Investment Property Analysis

We’re debating if we’re ready to purchase our Investment Property, so we’ll need to run a few numbers and analyse and see if it makes financial sense for us.

Our variable rate of 6.54% will be effective this SEP23. Based on my assessment on the Mortgage Repayment Offset Calculations, having 150K in the Offset Acct is the most efficient saving on mortgage interest overtime. After comparing 125K, 150K, or 175K in the Offset Account, and making additional contributions over 10 years: listed below are my assessment:

125K / 12.5K x 10 years / Total Interest: 197K

150K / 15K x 10 years / Total Interest: 163K

175K / 17.5K x 10 years / Total Interest: 135K

With a 530K remaining principal, assuming no additional contributions and none in offset, total interest is calculated at 485K. Using the % metrics, we have the following:

485K - 235K = 250K Int. Savings = 51.5% [Offset @ 100K for benchmark]

485K - 197K = 288K Int. Savings = 59.4% (Var 7.9%)(Var +38K)

485K - 163K = 322K Int. Savings = 66.4% (Var +7%)(Var +34K)(Net -4K)(Var -.9%)*

485K - 135K = 350K Int. Savings = 72% (Var +5.6%)(Var +28K)(Net -6K)(Var -1.4%)

As of to-date, we have the following in cash equity (liquidity):

  • Macq (Savings): 130K

  • ING Offset: 45K

  • KD Holding: 18K

    Total: 193K (Surplus of +43K favorable)

Certain ETFs are hitting their 52WH’s, so we’ve DCA sold their positions. Currently sitting in cash of 105K in EFI, KFI-BInvT of 37.5K, and US of 25K. Total (excluding US) is at 142.5K. Including US is at 167.5K. Since we’re using the TPP 15% of 52WH an DCA Buy of -5% spreads, there is still plenty of buffer if we were to DCA Buy.
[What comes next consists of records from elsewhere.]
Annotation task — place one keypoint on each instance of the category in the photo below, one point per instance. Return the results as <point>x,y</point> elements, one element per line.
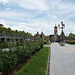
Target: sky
<point>38,15</point>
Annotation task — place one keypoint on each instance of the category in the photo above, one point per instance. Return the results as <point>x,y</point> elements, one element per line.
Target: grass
<point>37,65</point>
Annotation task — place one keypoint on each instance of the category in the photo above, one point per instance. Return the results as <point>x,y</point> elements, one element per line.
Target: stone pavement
<point>62,60</point>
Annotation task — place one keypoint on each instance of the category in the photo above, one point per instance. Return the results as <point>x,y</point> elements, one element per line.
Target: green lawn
<point>37,65</point>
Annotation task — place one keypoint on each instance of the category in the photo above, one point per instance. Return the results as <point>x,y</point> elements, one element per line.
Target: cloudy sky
<point>38,15</point>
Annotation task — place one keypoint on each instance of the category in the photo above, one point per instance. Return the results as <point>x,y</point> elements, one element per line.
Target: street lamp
<point>62,43</point>
<point>4,36</point>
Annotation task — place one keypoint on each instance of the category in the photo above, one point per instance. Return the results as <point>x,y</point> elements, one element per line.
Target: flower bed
<point>70,41</point>
<point>9,59</point>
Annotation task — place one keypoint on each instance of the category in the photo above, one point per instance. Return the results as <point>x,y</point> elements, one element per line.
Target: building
<point>40,35</point>
<point>37,34</point>
<point>54,37</point>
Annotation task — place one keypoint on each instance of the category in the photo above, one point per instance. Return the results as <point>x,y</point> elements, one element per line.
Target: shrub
<point>1,66</point>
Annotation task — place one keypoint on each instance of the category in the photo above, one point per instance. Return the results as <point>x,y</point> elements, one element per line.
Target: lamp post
<point>62,43</point>
<point>4,36</point>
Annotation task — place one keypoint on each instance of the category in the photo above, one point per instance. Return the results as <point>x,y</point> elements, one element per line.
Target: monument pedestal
<point>62,43</point>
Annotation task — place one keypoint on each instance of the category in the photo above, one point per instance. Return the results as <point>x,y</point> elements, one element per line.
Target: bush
<point>70,42</point>
<point>9,59</point>
<point>1,66</point>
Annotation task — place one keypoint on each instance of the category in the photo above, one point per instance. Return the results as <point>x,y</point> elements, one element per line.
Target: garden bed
<point>10,59</point>
<point>37,65</point>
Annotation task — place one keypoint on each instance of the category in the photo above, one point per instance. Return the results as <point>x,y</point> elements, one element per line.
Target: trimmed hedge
<point>9,59</point>
<point>70,42</point>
If we were to proceed with our investment property purchase, we can make a down payment (including closing costs) of +43K from surplus + 142.5K = 185.5K. We haven’t decided which property we would like to make our primary residence or investment property, but the 150K will remain in the ING Offset. US cash will either be reinvested, or transferred back to AU for EFI. Every month, we’ll top up the EFI of 2.5K totaling to 30K.

Now the question becomes how long it would take for us to top up the offset account for the investment property prior to the grace period of the variable rate taking into effect. Using our NSR, we can effectively increase our equity by about 75K (excluding EK Super). Assuming we use the 185.5K amount, that would be 185.5K/75K = 2.5 years. Depending on how much rent we receive to offset the mortgage, we’ll run another assessment, but purchasing an investment property now is looking promising.